The Islamic Golden Age began at around the 8th century and concluded in the 13th century.
This time period can be considered one of the most, if not the most, important times in the Arab world due to the flourishment of literature, science, economic development. The catalyst to start this age came about when the caliph of the Abbasids, Harun Al-Rashid, instituted the House of Wisdom. This scientific academy brought together scholars from all over the world and translated books into Arabic. The best scholars were heavily provided for by the government and were well respected. Literature was very important during this era due to the introduction of paper. The most famous piece to come out of this age is One Thousand and One Nights which is still used as an inspiration for stories today.
Philosophy was also a large influence over the Islamic Golden Era. The philosophy of these people helped shape the future of things such as Christianity. Two big philosophers from this time period were Al-Farabi and Ibn Sina. The end of the Islamic Golden Age is different among historians. Most believe it ended in the 1200s when the Mongol Sack of Baghdad occurred. These accomplishments during the Islamic Golden Era are some of the most influential accomplishments of human history and helped bridge together different civilizations and grow the world for the future. The House of Wisdom (Bait al-Hikmah in Arabic) played a very important role in the forwarding of Arabic literature and culture. It was not only a place for translating books.
It was also a science academy and a library. In this house, many languages were spoken and translated. Many languages were written, spoken, and translated such as Farsi, Hebrew, Aramaic, Syriac, Greek and Latin preserving some the greatest works of time in Arabic. Greek literature was translated the most, including works by Plato and Aristotle and played a significant role in the way Arab philosophers wrote and thought.
Society turned into one that hungered for knowledge and attracted many intellectuals from around the world. The House of Wisdom is considered to be the symbol of the Islamic Golden Age. This place was the center for all information important to the people at the time. Philosophy, astronomy, science, mathematics and literature were all stored under one place and this was unheard of before its creation. The Caliph Al-Mamun was one of the biggest supports of the house of wisdom and even taught there. The translation of books was very important to Al-Mamun, so much so that it is said that he would pay the person who translated the book its weight in gold.

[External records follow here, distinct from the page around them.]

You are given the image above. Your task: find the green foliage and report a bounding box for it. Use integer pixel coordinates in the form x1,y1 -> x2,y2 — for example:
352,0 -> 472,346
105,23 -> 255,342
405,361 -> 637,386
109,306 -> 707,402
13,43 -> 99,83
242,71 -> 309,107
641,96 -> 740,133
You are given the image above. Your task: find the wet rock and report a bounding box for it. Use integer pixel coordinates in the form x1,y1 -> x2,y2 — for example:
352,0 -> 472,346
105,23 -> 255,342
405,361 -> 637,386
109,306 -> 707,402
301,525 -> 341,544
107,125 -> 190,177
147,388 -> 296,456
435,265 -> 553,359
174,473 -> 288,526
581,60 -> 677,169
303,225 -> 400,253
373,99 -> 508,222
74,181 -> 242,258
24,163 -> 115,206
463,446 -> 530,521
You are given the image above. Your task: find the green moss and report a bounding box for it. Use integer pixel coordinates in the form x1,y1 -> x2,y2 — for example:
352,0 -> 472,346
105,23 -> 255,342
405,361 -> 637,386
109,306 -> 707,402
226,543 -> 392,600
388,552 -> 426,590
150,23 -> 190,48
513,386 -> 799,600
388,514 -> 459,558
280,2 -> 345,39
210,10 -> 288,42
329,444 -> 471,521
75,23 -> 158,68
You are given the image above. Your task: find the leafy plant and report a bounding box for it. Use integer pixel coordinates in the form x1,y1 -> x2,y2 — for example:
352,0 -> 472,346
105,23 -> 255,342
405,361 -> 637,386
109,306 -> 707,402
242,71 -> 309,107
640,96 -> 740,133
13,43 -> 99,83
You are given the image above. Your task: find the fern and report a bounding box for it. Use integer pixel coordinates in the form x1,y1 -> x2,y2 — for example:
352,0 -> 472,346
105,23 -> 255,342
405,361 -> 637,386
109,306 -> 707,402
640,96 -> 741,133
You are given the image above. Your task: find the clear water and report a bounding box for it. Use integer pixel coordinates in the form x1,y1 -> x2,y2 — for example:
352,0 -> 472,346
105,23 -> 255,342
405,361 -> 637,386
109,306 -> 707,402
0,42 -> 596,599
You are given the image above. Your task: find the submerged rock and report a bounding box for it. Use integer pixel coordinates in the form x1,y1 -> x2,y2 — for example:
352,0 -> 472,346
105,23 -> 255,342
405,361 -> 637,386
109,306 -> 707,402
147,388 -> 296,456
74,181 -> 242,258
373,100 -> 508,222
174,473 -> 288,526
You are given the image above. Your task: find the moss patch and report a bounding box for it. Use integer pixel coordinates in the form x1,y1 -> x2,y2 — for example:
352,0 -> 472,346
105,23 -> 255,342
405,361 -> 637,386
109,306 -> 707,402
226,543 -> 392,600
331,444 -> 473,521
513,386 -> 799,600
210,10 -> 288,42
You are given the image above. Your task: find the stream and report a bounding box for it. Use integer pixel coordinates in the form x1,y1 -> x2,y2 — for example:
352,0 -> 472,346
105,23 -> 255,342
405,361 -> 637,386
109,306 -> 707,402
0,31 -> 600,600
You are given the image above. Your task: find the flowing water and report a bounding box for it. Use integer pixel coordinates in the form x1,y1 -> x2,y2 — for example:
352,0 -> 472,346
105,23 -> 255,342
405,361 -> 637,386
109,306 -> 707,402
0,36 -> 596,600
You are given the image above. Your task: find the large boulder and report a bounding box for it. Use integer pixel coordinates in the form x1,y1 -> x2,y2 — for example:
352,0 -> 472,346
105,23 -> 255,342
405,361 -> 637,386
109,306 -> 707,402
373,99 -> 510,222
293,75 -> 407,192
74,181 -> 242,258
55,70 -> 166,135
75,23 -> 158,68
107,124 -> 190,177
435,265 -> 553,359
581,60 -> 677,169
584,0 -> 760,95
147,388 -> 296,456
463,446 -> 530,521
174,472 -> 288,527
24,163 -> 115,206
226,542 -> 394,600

By translating books from other societies, the Arab world was inspired to write their own works and also changed the perspective on many who read during that period of time. Without the House of Wisdom, most of the books preserved would most likely have never made it to today. Sadly, the House of Wisdom never got to see the modern era due to its destruction by the Mongols during their invasion of Baghdad. Many of the books were destroyed by the Mongols but some were still preserved. The House of Wisdom was very advanced for its time and played a large part in advancing the culture and literature of the Abbasid empire and the Islamic Golden Era.
The Middle East produced some of the most important people during the Islamic Golden Age and these people linked western civilization to Aristotle and Plato and helped the progression of the Middle East. Ibn Sina was one of the most important philosophers of this time and considered the greatest thinker of the Islamic golden age. His main inspiration was Aristotle and he wrote on astronomy, chemistry, geology, religion, and many more fields of science. His work is said to have gone on and influenced thought in Europe during its enlightenment period. Since he was heavily introduced by Aristotle, his work reflected Aristotle’s ideas and cited him as well. His work, among many other philosophers in this era, served as the bridge to close the gap between the Greeks and the west. Ibn Sina had many of his pieces translated throughout the west and was highly regarded as a philosopher. In addition to all this, Ibn Sina also wrote poetry.
This poetry was used to teach rather than to entertain and these poems were also translated around Europe to be used as a tool of educating the students of the time. Another famous and influential philosopher that emerged during this time was Abu Nasr Al-Farabi. Al-Farabi was also a man of many talents just as Ibn Sina was. He learned and worked in the city of Baghdad and studied science, logic, sociology, and many other fields of science.
He is most known for his philosophy and translation of the works of Greek philosophers. The most important thing about Al-Farabi was that he was able to look at philosophy without letting his own religious views influence him. This was very rare due to how much religion (or no religion) played in how everyone thinks. One of his most famous pieces was the Kitab ‘Ihsa’ al-Uloom. This book separated the different sciences into categories and contained most of the knowledge he attained throughout his studies.